Grand-Em laughed, a short burst of breath that left her lips in a smile. “Your sister and I may look alike, but you and I, we share the same heart. We are both the fighting kind, aren't we? That was why I married your grandfather even though Father hated it. I married a gardener for love and I was never sorry.”

Joy burst through the door. “What's wrong?”

Grand-Em clapped her hands triumphantly. “She is getting married and needs my ring. Now, if I can just get back to what I was doing….”

Frankie could only shake her head as her sister took in the hole in the wall and all the plaster mess.

“When is your ceremony?” Grand-Em asked as Joy sat beside her.

“But I'm not getting married,” Joy said tenderly.
“Besides, what would Granddad think if someone else were to wear your ring? I don't think he'd like that at all.”

“No, not this one. The one Arthur Phillip Garrison gave to me in 1941….”

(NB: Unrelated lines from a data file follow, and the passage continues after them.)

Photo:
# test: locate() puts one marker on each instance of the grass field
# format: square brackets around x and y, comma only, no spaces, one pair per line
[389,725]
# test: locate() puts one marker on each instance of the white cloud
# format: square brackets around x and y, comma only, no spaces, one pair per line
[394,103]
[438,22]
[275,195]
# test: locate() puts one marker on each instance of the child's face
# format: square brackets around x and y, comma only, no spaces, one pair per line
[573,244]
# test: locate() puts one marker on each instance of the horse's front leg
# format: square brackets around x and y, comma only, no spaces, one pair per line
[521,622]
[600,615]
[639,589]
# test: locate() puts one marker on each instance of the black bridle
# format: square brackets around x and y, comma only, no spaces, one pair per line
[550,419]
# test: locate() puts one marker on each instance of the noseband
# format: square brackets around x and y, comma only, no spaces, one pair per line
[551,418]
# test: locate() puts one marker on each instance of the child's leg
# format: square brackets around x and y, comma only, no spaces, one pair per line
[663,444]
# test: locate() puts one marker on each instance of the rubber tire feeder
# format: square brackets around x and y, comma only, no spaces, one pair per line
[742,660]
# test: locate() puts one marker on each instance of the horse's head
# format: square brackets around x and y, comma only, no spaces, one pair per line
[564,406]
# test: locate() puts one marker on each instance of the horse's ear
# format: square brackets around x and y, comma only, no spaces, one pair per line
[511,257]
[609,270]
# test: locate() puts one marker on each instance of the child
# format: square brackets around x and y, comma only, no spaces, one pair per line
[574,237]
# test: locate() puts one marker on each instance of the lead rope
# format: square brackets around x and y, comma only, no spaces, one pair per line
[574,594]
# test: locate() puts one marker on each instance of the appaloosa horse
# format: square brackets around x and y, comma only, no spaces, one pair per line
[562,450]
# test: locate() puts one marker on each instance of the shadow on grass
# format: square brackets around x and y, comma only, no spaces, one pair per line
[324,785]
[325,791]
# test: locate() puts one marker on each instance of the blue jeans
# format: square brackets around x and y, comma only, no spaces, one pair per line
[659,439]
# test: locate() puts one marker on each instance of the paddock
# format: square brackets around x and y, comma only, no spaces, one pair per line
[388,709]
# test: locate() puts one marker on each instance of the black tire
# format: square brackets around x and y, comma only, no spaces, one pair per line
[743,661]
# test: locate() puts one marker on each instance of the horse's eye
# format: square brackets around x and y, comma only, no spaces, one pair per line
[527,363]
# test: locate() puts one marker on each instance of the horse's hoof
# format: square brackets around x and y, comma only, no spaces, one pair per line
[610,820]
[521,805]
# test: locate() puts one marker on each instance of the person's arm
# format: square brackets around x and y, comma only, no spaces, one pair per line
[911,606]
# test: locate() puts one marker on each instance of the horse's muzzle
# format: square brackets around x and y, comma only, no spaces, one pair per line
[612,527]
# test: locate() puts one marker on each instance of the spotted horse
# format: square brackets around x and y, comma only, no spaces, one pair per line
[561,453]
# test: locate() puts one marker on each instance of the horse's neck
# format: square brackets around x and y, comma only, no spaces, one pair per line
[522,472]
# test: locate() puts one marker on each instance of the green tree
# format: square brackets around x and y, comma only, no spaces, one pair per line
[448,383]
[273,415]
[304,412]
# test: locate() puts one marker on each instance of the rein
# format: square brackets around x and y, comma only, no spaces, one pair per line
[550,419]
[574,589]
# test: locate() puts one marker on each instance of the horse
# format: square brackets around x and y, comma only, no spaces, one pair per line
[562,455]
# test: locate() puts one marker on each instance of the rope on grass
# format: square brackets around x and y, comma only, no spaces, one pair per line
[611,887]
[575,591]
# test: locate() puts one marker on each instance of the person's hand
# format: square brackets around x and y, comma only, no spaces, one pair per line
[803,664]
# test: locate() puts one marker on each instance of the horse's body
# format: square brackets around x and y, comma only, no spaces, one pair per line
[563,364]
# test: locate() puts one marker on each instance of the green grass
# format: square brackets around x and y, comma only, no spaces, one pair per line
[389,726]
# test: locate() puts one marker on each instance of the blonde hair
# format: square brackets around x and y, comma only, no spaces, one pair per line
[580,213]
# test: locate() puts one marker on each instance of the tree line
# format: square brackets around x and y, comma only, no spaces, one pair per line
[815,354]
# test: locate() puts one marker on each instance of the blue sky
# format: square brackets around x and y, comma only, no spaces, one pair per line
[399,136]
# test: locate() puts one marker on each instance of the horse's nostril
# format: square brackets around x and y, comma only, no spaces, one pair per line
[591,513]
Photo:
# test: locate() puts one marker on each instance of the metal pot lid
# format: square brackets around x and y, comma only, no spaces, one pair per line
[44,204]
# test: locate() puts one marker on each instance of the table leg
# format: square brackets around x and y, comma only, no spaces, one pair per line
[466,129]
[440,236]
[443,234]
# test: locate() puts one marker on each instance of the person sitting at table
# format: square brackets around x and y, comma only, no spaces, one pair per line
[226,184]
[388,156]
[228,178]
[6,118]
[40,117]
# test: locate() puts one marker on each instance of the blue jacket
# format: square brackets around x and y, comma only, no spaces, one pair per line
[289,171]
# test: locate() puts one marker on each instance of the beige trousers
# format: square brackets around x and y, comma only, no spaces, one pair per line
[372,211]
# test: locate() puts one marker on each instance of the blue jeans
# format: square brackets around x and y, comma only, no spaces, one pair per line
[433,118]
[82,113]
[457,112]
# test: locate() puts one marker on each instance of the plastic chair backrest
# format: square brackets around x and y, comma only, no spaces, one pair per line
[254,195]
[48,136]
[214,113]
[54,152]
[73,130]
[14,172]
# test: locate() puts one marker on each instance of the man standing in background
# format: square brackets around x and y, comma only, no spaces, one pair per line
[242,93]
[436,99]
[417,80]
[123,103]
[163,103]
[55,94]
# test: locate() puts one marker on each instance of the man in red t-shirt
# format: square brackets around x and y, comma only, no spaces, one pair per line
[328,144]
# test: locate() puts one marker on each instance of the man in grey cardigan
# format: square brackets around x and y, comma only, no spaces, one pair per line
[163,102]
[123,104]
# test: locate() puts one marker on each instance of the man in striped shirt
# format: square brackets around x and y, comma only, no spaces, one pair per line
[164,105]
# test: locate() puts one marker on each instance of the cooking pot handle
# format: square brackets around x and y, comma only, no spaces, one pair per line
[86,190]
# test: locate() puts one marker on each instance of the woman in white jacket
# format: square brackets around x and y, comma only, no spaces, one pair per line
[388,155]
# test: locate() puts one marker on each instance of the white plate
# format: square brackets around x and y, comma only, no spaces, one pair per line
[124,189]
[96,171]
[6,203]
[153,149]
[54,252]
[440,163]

Frankie watched as their grandmother drifted back out into the lake of madness.

“She came out of it,” Frankie whispered to Joy. “I didn't want you to miss the opportunity.”

Thank you,
Joy mouthed while nodding at Grand-Em. “Well, Arthur Garrison must have been handsome. Why don't we go to your room and change? I just finished ironing your pale yellow gown and I think it would be perfect for a sunny day like today, don't you?”

As her sister led Grand-Em out of the room, Frankie looked out a window and saw Mike Roy and that Graves man down by the lakeshore. Mike was pointing up, behind the house, towards the mountain. Before she went to join them, she moved the dresser over next to the bed and put the lamp on top. It was a great way to cover the hole without having to pay someone to fix it.

 

A
N HOUR LATER
, F
RANKIE
watched Mike and the Englishman disappear down the driveway. She really wished she could erase their whole visit and start all over again.

When the screen door slapped shut behind her, she knew who it was without turning around.

“So who was that guy with the beard?” Nate walked up to her, a paper bag in his hands. His smile was big and easy, as if the whole kiss-on-the-ladder, spurned-date thing hadn't happened.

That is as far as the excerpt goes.